FAAC Shares N2.26tn April Revenue as Allocations Rise

By Sofiat Adenekan-Abdul

The Federation Account Allocation Committee (FAAC) has distributed N2.26 trillion in April 2026 revenue among the Federal Government, state governments, and local government councils, marking an increase of N217 billion from the N2.04 trillion shared in the previous month.

The latest allocation represents a 10.6 per cent rise compared to the March 2026 revenue distributed in April, reflecting improved revenue performance across major sources.

The Director of Press and Public Relations in the Office of the Accountant-General of the Federation, Bawa Mokwa, disclosed the figures in a statement issued on Monday, following the FAAC meeting in Abuja.

According to the statement, the distributable revenue comprises N1.260 trillion from statutory revenue, N747.088 billion from Value Added Tax (VAT), and N250 billion provided as augmentation.

“A total sum of N2.26 trillion, being April 2026 Federation Account Revenue, has been shared to the Federal Government, States and the Local Government Councils,” the statement said.

FAAC also reported that total gross revenue available in April stood at N3.184 trillion.

From this amount, N113.756 billion was deducted as the cost of collection, while N813.839 billion was set aside for transfers, refunds, and savings.

The committee attributed the higher distributable revenue to significant growth in statutory and VAT collections during the month under review.

Gross statutory revenue increased from N1.699 trillion in March to N2.378 trillion in April, representing a rise of N678.224 billion.

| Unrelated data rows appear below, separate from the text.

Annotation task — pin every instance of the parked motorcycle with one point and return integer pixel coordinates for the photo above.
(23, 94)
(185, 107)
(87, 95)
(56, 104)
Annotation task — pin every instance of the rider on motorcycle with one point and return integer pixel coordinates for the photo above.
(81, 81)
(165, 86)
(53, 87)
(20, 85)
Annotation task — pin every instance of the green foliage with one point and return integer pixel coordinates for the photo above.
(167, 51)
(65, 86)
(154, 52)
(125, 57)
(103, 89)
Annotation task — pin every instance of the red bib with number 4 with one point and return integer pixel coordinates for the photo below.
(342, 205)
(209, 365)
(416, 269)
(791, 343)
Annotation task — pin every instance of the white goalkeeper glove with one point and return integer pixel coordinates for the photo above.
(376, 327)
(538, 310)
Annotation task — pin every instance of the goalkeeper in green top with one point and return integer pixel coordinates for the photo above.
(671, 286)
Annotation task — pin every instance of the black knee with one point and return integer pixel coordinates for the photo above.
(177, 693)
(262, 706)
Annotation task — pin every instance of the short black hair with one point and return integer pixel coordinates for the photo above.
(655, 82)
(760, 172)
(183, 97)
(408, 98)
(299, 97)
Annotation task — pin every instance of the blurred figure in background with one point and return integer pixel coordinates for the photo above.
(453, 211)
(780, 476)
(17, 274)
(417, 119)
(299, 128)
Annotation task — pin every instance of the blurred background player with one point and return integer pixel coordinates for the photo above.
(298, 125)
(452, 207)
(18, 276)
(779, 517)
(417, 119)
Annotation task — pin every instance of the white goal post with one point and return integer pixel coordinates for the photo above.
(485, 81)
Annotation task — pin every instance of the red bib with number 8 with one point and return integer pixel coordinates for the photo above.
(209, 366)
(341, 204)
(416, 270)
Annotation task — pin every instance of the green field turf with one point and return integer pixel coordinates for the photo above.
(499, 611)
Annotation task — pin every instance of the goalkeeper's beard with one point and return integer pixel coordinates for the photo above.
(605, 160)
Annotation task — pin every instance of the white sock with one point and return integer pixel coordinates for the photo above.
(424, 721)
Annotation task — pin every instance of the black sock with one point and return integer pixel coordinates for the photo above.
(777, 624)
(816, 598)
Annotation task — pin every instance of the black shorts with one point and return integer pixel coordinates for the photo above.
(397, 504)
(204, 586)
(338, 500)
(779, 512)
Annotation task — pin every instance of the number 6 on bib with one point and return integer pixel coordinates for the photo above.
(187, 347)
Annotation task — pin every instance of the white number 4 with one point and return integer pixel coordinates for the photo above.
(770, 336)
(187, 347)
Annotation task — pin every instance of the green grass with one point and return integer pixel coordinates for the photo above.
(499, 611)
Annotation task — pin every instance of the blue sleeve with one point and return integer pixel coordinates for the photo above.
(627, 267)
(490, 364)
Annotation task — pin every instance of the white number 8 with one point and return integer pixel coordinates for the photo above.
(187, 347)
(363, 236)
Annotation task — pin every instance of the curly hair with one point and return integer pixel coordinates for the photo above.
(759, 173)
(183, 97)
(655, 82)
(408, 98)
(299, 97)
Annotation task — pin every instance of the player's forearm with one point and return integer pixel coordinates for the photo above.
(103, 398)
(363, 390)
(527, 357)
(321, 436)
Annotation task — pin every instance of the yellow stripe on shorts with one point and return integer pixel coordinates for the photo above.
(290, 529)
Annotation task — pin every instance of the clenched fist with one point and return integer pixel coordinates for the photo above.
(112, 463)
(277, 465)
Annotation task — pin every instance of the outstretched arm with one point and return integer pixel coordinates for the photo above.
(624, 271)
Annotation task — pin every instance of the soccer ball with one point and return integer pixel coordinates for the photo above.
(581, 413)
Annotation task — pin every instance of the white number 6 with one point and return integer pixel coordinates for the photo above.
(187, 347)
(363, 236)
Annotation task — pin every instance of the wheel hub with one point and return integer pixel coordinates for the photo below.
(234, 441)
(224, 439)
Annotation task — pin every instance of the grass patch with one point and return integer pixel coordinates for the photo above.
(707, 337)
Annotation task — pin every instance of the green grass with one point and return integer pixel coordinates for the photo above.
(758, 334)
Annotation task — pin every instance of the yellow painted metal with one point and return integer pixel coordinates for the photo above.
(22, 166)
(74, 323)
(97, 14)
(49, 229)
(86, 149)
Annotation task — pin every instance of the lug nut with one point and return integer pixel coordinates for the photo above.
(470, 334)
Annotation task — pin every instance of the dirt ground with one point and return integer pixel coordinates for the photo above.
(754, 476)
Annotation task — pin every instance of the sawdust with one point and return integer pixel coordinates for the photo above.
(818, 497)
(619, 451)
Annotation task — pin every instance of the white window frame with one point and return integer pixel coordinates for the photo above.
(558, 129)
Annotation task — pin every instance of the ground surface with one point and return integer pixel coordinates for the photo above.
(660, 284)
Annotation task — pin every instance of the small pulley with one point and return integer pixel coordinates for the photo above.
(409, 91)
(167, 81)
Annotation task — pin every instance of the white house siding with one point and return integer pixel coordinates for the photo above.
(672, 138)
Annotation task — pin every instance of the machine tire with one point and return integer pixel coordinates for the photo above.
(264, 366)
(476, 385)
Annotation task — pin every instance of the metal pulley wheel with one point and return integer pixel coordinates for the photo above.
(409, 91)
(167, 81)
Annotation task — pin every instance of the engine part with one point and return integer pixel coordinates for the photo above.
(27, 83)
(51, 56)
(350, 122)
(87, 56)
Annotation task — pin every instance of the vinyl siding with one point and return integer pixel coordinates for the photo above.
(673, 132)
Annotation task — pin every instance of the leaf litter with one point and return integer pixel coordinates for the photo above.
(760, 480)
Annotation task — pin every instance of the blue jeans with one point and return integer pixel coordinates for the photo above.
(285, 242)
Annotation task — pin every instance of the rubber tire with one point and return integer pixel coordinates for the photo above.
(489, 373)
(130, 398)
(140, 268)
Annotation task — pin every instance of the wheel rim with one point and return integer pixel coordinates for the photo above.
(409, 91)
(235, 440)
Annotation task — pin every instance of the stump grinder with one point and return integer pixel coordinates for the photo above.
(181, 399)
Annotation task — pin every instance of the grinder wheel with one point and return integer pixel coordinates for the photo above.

Similarly, gross VAT revenue grew from N664.425 billion in March to N806.617 billion in April, an increase of N142.192 billion.

The improved revenue performance is expected to strengthen the fiscal capacity of the three tiers of government, providing additional resources for infrastructure development, public services, and other priority programmes.

The increase comes amid ongoing efforts by government agencies to enhance revenue generation and improve remittances into the federation account.